Thursday, November 24, 2005

Rain forest wants show of support

From the Iowa City Press-Citizen:
By Adam Pracht

Leaders of a planned $180 million rain forest project want to know that city officials are behind them or they will look at other options.

A Friday letter from the chairman of the project's board of directors, former governor Bob Ray, to Coralville Mayor Jim Fausett said project leaders want assurances in writing that city staff and council members are behind The Environmental Project, among other terms.

In the letter, Ray says that "time is of the essence" and requests a response to the terms on or before Dec. 2.

"If you are unable to meet the above criteria and timeline, the board will have to proceed with exploring other alternatives," Ray said in the letter.

The project would anchor the Iowa River Landing development southeast of Interstate 80 and First Avenue and would involve building an enclosed 4.5 acre rain forest, a more than 1 million gallon aquarium and create teaching and arts performance space.

In addition to wanting written support from Fausett and all city councilors, Ray's letter said project leaders wanted at least 25 acres with a preference of 30 acres -- compared to the 22 acres the city is offering -- and a site farther south from the interstate.

City administrator Kelly Hayworth said that from the beginning, city leaders have said they would help raise about $40 million from a variety of local sources, and Ray's letter stipulates that project leaders want assurances that can happen.

Finally, Ray's letter states that the group also wants the land transferred under a set timetable and "free of any encumbrances."

"More than ever, our board and team believe there is a sense of urgency in determining, once and for all, whether the proposed Iowa River Landing site and the project's relationship with Coralville, will work in the near and long term," Ray said in the letter.

In August, city leaders sent a draft term sheet to project leaders, outlining the conditions under which the city would transfer the land to the project.

Those stipulations included holding project leaders to the basic specifications, setting timeline and fund-raising requirements and tying strings to a $50 million Department of Energy grant, preventing the project from using the money in a location other than Coralville. Since the city sent the terms sheet, Republican Sen. Chuck Grassley introduced legislation to freeze that grant until project leaders get matching funds.
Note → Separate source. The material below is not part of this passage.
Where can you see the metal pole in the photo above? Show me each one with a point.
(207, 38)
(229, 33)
Project executive director David Oman, vice president Nancy Quellhorst and Ray did not immediately return phone calls Wednesday afternoon. Fausett also was unavailable.

Hayworth said the letter should lead to a face-to-face meeting and that he wasn't sure whether the terms from the project would be reasonable until that meeting took place.

"I think that they want to get this completed as quickly, as bad, as we do," he said. "I think they're indicating a willingness to get it completed in discussions one way or the other."

Councilor Tom Gill said project leaders would not receive written support from him under the terms Ray's letter sets out, specifically the request for more land, wanting the land free of the city's proposed encumbrances -- which Gill called essential -- and wanting city leaders to ensure $40 million in fundraising.

"How can we raise $40 million when they haven't raised a cent?" Gill said.

He said the coming discussions would be critical.

"I think we're coming to a point where things would have to change drastically for them to come here, or it will just fall apart," he said.

Councilor Jean Schnake said written support from her would require a dramatic change on the project's part. She said it was frustrating that project demands involved less city oversight while simultaneously requiring more city help.

"It just doesn't quite ring with a sense of sincerity," she said.

Councilor John Lundell, meanwhile, who has been a potential swing vote on the land transfer issue, said he had problems with some of the project's terms, though none were "deal busters." Still, he said it was a good sign that project leaders still were willing to talk with the city and hoped Ray's letter would lead to a rapid and definitive answer -- one way or the other.

"I see it as sort of an offering on their part that hopefully will lead to a fruitful and hopefully final decision," he said.